When declaring a BFD peer, all it takes to enable BFD is to add a bfd property on the neighbour:

yaml
    neighbor <A.B.C.D|X:X::X:X|WORD> bfd profile BFDPROF

The proposal here is to define a bfd profile section in the config structure that looks like:

yaml
    bfd-profiles:
    - name: bfdprofile1
      receive-interval: 150
      transmit-interval: 150
      detect-multiplier: 10
      echo-receive-interval: 20
      echo-transmit-interval: 20
      echo-mode: true
      passive-mode: true
      minimum-ttl: 5

When a property of the profile is not set, MetalLB will honor FRR default values.

When setting a BGP peer, an optional bfd-profile property will enable BFD:

yaml
    peers:
    - peer-address: 10.0.0.1
      peer-asn: 64501
      my-asn: 64500
      bfd-profile: bfdprofile1

A configuration of BFD sessions while running in legacy mode will result in a rejection of the configuration file with an error.

Impacts on the operator

Keeping the operator as the guinea pig for the CRD implementation, a new BFDProfile CRD will be introduced, with the form of:

yaml
apiVersion: metallb.io/v1alpha1
kind: BFDProfile
metadata:
  name: profile
  namespace: metallb-system
spec:
  receive-interval: 150
  transmit-interval: 150
  detect-multiplier: 10
  echo-receive-interval: 20
  echo-transmit-interval: 20
  echo-mode: true
  passive-mode: true
  minimum-ttl: 5

Similarly, the BGPPeer CRD that is getting introduced will be configured with a new optional bfdProfile field.
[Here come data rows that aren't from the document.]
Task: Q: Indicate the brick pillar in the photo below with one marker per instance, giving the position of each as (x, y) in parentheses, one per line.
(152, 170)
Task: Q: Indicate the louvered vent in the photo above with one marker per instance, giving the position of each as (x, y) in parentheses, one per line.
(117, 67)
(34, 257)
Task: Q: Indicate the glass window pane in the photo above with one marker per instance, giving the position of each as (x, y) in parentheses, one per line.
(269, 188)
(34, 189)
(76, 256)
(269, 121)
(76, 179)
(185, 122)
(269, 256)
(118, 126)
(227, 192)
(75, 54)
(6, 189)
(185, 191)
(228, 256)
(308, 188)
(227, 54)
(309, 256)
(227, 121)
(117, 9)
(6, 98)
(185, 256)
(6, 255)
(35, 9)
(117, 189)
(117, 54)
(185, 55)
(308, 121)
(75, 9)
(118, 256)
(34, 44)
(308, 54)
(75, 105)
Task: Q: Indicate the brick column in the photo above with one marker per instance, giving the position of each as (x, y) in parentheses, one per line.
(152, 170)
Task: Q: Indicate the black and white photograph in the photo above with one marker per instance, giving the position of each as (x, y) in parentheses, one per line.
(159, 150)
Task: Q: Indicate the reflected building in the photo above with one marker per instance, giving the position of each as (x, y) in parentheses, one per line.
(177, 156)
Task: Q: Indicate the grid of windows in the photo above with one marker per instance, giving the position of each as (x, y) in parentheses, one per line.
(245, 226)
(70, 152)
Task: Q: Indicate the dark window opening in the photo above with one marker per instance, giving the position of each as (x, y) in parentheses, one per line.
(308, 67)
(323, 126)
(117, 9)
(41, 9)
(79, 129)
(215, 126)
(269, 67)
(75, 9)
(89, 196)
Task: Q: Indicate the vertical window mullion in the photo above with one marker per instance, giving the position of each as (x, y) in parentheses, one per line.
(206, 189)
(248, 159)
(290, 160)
Ideally, if/when the CRDs are moved back to MetalLB, it will be possible to enrich the BGPPeer CRD status with information containing the status of the BFD session.

Metrics

Metrics describing the status (and the health) of the bfd session between two peers will be produced. FRR provides indication of the status of a given session in the form of

bash
frr# show bfd peers
BFD Peers:
        peer 192.168.0.1
                ID: 1
                Remote ID: 1
                Status: up
                Uptime: 1 minute(s), 51 second(s)
                Diagnostics: ok
                Remote diagnostics: ok
                Peer Type: dynamic
                Local timers:
                        Detect-multiplier: 3
                        Receive interval: 300ms
                        Transmission interval: 300ms
                        Echo receive interval: 50ms
                        Echo transmission interval: disabled
                Remote timers:
                        Detect-multiplier: 3
                        Receive interval: 300ms
                        Transmission interval: 300ms
                        Echo receive interval: 50ms

but also provide indicators on the health of a given session:

bash
frr# show bfd peer 192.168.0.1 counters
     peer 192.168.0.1
             Control packet input: 126 packets
             Control packet output: 247 packets
             Echo packet input: 2409 packets
             Echo packet output: 2410 packets
             Session up events: 1
             Session down events: 0
             Zebra notifications: 4

Test Plan

e2e tests: E2E tests will be expanded to cover bfd, using external container(s) running FRR. The test will need to cover the cases where a node is dropped, verifying that the broken route is detected by BFD. unit tests: Unit tests will be added to any additional code in the MetalLB repository.

Alternatives

The alternative is not to implement the feature and rely on separate instance of FRR in order to cover BFD. However, the integration is straightforward and would be a nice addition on top of BGP.

Development Phases

The only constraint for this enhancement is the dependency on the FRR integration.

1 - FRR integration is complete, and available for use. 2 - The BFD feature is added together with e2e tests. 3 - The BFD feature is added to the Documentation and to the Operator as specific CRDs.